Aeroporto di Catania, aperta inchiesta dalla procura. Torrisi: «A lavoro per aprire terminal C»

La procura di Catania ha aperto una inchiesta, al momento senza indagati ipotizzando i reati di incendio doloso e incendio colposo, dopo il rogo che ha interessato l’aeroporto di Fontanarossa. Secondo la procura bisogna anche indagare perché a rischio vi è stata la salute di quanti si trovavano in aerostazione. Al momento non risultano danni alle persone. Non è ancora chiaro cosa abbia causato l’incendio. Di certo c’è che le fiamme sono partite dal piano terra del terminal A, nella zona in cui hanno i propri box i servizi di autonoleggio. Il fumo ha rapidamente invaso il resto della struttura raggiungendo anche l’area delle partenze. «Al momento – spiega all’Ansa il procuratore Carmelo Zuccaro – è troppo presto per fare ipotesi: attendiamo la prima relazione sul caso e poi decideremo. Faremo accertamenti, come d’abitudine, anche su interventi e prevenzione, senza lasciare alcunché al caso. Al momento registriamo che non ci sono stati feriti. Speriamo che l’aeroporto riapra al più presto perché è determinante per la città e la Sicilia».

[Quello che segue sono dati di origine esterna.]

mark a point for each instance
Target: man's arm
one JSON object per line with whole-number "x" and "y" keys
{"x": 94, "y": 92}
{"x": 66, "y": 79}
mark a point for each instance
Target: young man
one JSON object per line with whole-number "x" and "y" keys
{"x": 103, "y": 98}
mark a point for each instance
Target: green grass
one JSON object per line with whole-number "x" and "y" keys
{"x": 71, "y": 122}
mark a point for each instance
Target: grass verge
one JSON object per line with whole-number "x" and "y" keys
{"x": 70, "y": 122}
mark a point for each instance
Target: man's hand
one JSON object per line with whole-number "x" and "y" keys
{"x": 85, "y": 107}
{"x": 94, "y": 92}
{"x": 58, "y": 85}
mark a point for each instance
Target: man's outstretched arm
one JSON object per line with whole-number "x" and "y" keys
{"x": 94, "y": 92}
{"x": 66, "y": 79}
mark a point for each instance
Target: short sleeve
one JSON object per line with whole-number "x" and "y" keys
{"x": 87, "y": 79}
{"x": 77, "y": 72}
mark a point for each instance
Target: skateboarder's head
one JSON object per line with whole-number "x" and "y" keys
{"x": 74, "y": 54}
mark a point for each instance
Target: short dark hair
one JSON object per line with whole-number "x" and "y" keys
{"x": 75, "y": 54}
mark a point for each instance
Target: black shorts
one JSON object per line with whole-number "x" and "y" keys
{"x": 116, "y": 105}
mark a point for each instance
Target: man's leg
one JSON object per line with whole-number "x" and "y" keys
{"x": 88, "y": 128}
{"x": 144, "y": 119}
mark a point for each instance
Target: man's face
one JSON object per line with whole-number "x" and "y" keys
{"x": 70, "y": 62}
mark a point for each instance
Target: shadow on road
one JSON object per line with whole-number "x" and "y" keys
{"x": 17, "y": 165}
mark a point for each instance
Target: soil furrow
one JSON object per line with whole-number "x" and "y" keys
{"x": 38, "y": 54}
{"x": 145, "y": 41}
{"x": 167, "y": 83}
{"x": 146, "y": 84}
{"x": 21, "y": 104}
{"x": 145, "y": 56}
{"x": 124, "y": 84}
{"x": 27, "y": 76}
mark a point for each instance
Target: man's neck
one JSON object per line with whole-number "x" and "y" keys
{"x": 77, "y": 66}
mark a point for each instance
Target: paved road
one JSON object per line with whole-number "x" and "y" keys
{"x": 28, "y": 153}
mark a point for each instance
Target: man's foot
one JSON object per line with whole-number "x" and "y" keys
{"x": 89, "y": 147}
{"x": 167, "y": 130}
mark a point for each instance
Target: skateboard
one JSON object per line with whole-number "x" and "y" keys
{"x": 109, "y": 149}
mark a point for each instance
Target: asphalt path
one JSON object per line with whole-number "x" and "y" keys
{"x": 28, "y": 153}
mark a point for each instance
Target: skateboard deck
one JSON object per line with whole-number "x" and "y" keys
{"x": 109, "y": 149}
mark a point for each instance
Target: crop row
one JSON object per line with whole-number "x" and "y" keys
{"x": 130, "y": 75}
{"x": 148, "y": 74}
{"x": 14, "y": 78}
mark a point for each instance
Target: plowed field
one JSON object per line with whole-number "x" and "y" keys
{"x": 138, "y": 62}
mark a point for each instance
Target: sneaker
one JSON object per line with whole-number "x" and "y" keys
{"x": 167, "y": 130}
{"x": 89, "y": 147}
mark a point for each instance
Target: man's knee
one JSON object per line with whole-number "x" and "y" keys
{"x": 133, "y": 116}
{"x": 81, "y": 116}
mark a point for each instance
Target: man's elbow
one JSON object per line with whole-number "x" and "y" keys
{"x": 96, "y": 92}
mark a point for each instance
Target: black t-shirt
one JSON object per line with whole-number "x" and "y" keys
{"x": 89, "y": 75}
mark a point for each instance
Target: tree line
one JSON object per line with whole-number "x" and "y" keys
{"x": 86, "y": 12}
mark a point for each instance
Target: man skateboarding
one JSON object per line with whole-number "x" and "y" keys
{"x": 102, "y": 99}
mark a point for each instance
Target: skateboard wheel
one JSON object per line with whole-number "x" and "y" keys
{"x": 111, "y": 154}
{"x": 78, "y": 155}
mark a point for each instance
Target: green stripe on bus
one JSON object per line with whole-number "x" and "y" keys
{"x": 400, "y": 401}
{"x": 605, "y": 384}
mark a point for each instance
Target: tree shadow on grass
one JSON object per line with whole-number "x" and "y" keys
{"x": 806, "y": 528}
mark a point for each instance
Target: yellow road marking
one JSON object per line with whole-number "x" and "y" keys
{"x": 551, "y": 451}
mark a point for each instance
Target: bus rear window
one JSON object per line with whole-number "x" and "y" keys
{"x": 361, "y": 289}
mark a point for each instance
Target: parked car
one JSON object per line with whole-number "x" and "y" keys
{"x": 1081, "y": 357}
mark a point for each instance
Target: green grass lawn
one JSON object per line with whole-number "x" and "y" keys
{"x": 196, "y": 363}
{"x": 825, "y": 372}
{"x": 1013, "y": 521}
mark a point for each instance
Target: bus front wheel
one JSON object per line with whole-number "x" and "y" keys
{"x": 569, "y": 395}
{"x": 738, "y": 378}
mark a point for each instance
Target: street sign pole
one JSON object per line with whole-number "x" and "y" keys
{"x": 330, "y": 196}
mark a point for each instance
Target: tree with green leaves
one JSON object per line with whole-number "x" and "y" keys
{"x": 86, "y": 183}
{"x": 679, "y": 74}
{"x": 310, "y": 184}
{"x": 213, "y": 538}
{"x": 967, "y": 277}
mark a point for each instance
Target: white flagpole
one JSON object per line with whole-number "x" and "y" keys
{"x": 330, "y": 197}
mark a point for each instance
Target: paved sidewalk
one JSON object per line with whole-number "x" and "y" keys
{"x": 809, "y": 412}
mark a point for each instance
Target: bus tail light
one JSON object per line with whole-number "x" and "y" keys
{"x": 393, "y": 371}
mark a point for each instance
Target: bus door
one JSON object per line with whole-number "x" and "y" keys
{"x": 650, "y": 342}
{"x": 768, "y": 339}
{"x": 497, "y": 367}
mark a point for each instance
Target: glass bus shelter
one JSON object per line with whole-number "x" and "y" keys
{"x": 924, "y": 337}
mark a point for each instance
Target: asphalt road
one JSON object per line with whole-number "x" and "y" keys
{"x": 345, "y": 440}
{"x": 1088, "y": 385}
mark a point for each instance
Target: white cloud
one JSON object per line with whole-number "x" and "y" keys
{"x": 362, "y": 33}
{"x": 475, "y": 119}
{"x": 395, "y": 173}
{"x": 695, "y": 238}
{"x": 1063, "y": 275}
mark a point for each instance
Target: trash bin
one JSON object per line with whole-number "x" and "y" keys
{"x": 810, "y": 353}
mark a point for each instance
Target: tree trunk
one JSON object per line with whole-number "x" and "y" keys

Al momento l’aeroporto resterà chiuso fino alle 14 di mercoledì 19 luglio. Da capire il destino di migliaia di passeggeri in uno dei momenti chiave della stagione estive. Alcuni voli in arrivo sono stati dirottati su Palermo e Trapani. Poche notizie per quanto riguarda i voli in partenza con decine di tratte cancellate. «Per fortuna non si è fatto male nessuno. Cercheremo di aprire prima possibile il terminal C rendendolo fruibile, in accordo con Enac, per garantire alcune partenze così da ridurre i disagi. I danni del terminal A sono marginali e stiamo già lavorando per ripristinare il tutto al più presto. -spiega Nico Torrisi, amministratore delegato della Sac, la società che gestisce l’aeroporto – In questo momento operiamo su 40mila passeggeri al giorno e stiamo cercando con le compagnie aeree di riprogrammare i voli. Per chi andrà su altri scali provvederemo a pagare i pullman in accordo con Enac. La procedura di emergenza è stata seguita e l’intervento dei vigili del fuoco ha circoscritto le fiamme limitando i danni».

Restano attive, come confermato a MeridioNews dal presidente di Amts Giacomo Bellavia, le vetture Alibus che si occupano del servizio navetta da Catania a Fontanarossa. Quelle presenti stanno effettuando deviazioni anche alla stazione ferroviaria Fontanarossa. «Inoltre stiamo istituendo due navette che effettueranno servizio speciale aeroporto-stazione Fontanarossa-stazione centrale», aggiunge Bellavia. Rivisto il servizio taxi con i mezzi che possono raggiungere lo scalo solo nei pressi della rotonda del bar Parisi e nell’area del terminal C dove sono presenti gli autonoleggi. Intanto alle 13 è stata convocata una riunione in prefettura per valutare la situazione dell’aeroporto. All’incontro, oltre al sindaco di Catania Enrico Trantino, saranno presenti le forze dell’ordine, i vigili del fuoco, la Protezione civile, Enac, Enav e Sac.